# Give me a break



## Antimatter (Feb 16, 2008)

This is a hoot:
http://cgi.ebay.com/VOYAGE-TO-THE-B...trkparms=65:12|66:2|39:1|72:1205|293:1|294:50

The price has now been fixed. Was $129.00


----------



## Ignatz (Jun 20, 2000)

Maybe it's the special, limited edition one. You know, the one that's hand tooled out of sterling silver and semi-precious gemstones...


----------



## Lloyd Collins (Sep 25, 2004)

I ordered one, since it will be rare!


----------



## OzyMandias (Dec 29, 2004)

Methinks perhaps someone hit the 1 AND the 2 key by mistake


----------



## Moebius (Mar 15, 2007)

I think they have the 39" and 1/350 mixed up for sure!


----------



## Carlo Giovanni (Sep 23, 2005)

Is it made of gold?


----------



## Antimatter (Feb 16, 2008)

His answer about the price is:

We sold according to manufacture suggest price. Please let me know if you need other help.

shaw


- toysourceland


----------



## Dave Metzner (Jan 1, 1970)

Obviously he's getting his manufacture suggest price from a differnt source than everbody else who'se selling that kit!

LOL
Dave


----------



## Steve H (Feb 8, 2009)

The cluelessness of the seller is epic. Sad thing is, he'll probably SELL a few at that price, just because people can be stupid.


----------



## ERVysther (May 2, 2009)

:drunk::freak::drunk::drunk::freak::freak:


----------



## Paulbo (Sep 16, 2004)

I'm thinking I'll put three up for sale at $128.95 just to come in under his price and steal his business away :tongue:


----------



## thunderbearr (Jul 16, 2005)

LOL Paul!


----------



## Dave Metzner (Jan 1, 1970)

Steve, 
I'd hope that people aren't THAT stupid.... But then PT Barnum was apparently a pretty fair judge of human nature!!


----------



## Steve H (Feb 8, 2009)

PM Moderator said:


> Steve,
> I'd hope that people aren't THAT stupid.... But then PT Barnum was apparently a pretty fair judge of human nature!!

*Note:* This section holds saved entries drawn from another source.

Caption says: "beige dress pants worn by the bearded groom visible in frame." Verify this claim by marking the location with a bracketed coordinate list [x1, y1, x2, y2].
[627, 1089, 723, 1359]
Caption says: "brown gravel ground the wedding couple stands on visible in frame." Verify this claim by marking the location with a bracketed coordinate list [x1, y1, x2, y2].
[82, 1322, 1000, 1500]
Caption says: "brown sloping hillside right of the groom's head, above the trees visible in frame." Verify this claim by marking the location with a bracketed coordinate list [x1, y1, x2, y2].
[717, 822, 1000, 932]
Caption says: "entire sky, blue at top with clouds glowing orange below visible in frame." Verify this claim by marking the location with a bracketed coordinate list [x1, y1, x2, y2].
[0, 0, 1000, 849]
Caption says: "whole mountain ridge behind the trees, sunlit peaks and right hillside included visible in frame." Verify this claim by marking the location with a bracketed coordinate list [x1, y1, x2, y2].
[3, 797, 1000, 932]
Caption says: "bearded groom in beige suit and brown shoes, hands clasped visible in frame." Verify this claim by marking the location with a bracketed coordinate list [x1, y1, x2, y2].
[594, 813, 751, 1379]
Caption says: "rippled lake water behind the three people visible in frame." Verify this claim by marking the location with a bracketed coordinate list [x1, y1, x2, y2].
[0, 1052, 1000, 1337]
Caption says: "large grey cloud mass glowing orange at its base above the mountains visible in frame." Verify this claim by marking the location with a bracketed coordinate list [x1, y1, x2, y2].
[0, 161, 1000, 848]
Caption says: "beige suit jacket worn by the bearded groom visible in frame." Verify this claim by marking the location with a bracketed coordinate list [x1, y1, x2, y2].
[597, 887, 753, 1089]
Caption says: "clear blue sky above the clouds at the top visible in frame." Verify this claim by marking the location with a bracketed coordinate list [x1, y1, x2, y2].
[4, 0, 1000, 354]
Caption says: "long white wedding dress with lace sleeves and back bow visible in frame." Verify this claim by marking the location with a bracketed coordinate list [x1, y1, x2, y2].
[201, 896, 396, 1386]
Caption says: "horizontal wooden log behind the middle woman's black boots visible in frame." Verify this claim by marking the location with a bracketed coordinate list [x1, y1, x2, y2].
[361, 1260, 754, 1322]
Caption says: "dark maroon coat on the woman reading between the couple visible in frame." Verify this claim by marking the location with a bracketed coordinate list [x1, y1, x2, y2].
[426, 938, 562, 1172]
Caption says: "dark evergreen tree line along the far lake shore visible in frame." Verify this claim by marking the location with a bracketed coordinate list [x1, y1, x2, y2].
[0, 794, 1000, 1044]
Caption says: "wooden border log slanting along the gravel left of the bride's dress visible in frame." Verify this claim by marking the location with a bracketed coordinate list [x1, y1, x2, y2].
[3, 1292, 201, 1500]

I would hope so too, but you know, I've seen lots of things where someone just doesn't KNOW about resources, about searching, they have no LHS but for whatever reason they do a Google search (or an eBay search) and wham, sellers like this pop up on top because they're paying for that 'targeted search' space.

Not to tell anyone how to do their job, but maybe an account rep might want to contact this seller and suggest that if THEIR jobber is quoting that MSRP, there is a mistake in communications.

But I'm a terrible person, I suspect the seller would rebuff such contact. I just have that hunch.

ah well, more kits for ME


----------



## Dave Metzner (Jan 1, 1970)

The seller has been contacted by someone from Moebius and the suggestion has been made that the correct MSRP is 29.99... 
Perhaps the 129.99 price is a simple typo...
Guess we'll see if the listing changes...

Dave


----------



## Auroranut (Jan 12, 2008)

I think you're right Dave- they have your Iron Man kit listed at $39.95, so I'd say they've made a mistake.

Chris.


----------



## Seaview (Feb 18, 2004)

DANG! He fixed it before I could see the slightly inflated price.
Nice to see that he's pre-ordered 3, 2 of which will be available in August.


----------



## Steve H (Feb 8, 2009)

Hooray, common sense wins! 

So, who's gonna crank out the light kit and tiny FS-1 for this beauty? 

May we expect yet another amazing cardboard 'quick make' interior?


----------



## Bruce Bishop (Jan 17, 1999)

It comes up at $29.99 now. Until I read the entire thread I couldn't figure out what the fuss was all about.


----------